Cell Phone Radiation ‘Harming Unborn Babies’
Daily Mail
Journalist: David Derbeyshire
April 24, 1999
New fears have been raised over mobile phones following research suggesting they could put unborn babies at risk.
Chick and human embryos are considered similar enough for the studies to raise alarm.
As a result, some researchers are calling for pregnant women to avoid mobile phones until the risks can be properly assessed.
Most studies into the possible health risks of mobiles have concentrated on damage to brain cells.
But with many people wearing the gadgets on belts for hours at a time, there are concerns about how they might affect internal organs or babies in the womb. Scientists tested mobile phone-style radiation on more than 10,000 chicken embryos.

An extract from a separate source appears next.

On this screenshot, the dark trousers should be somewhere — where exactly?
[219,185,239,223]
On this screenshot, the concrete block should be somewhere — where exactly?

Dr Theodore Litovitz, a physicist at the Catholic University of America in Washington DC, said: ‘We found that if we turned this on as a chick was developing, we doubled the number of chick abnormalities.
He also discovered that the sorts of low-level radiation from mobiles can interfere with the development of mouse cells.
Dr Litovitz believes the radiation causes cells to release stress proteins ñ their first line of defence against attack.
Although stress proteins are designed to repair damage, they may be harmful if they are continually produced. The study backs up French research into chicks and mobile phones last year.
Then the lead researcher Professor Madelaine Bastide urged pregnant women to be wary of mobile phones until more tests were conducted.
Last night, scientist and mobile phone specialist Roger Coghill said the findings were ‘enormously worrying’.
He added: ‘We are venturing into the un-known by using these mobile phones on which proper tests have never really been carried out. The idea they could be affecting babies is even more disturbing.’
The mobile phone industry insists there is still no evidence of a health hazard.
But increasingly, scientists are discovering that even weak electro magnetic fields affect the brain.
The World Health Organization is conducting a £4million study on 3,000 victims of brain tumors, looking for possible links with mobile phone use.
A study at Bristol University found radiation from handsets speeded up reaction times in volunteers carrying out simple intelligence tests.
That raised fears that radiation may be heating brain cells and triggering a dangerous immune response reaction.
Other tests showed rats produce stress hormones when exposed to mobile phone emissions.
And tests in Australia found that mice were twice as likely to develop lymphomas when they were given low-level radiation.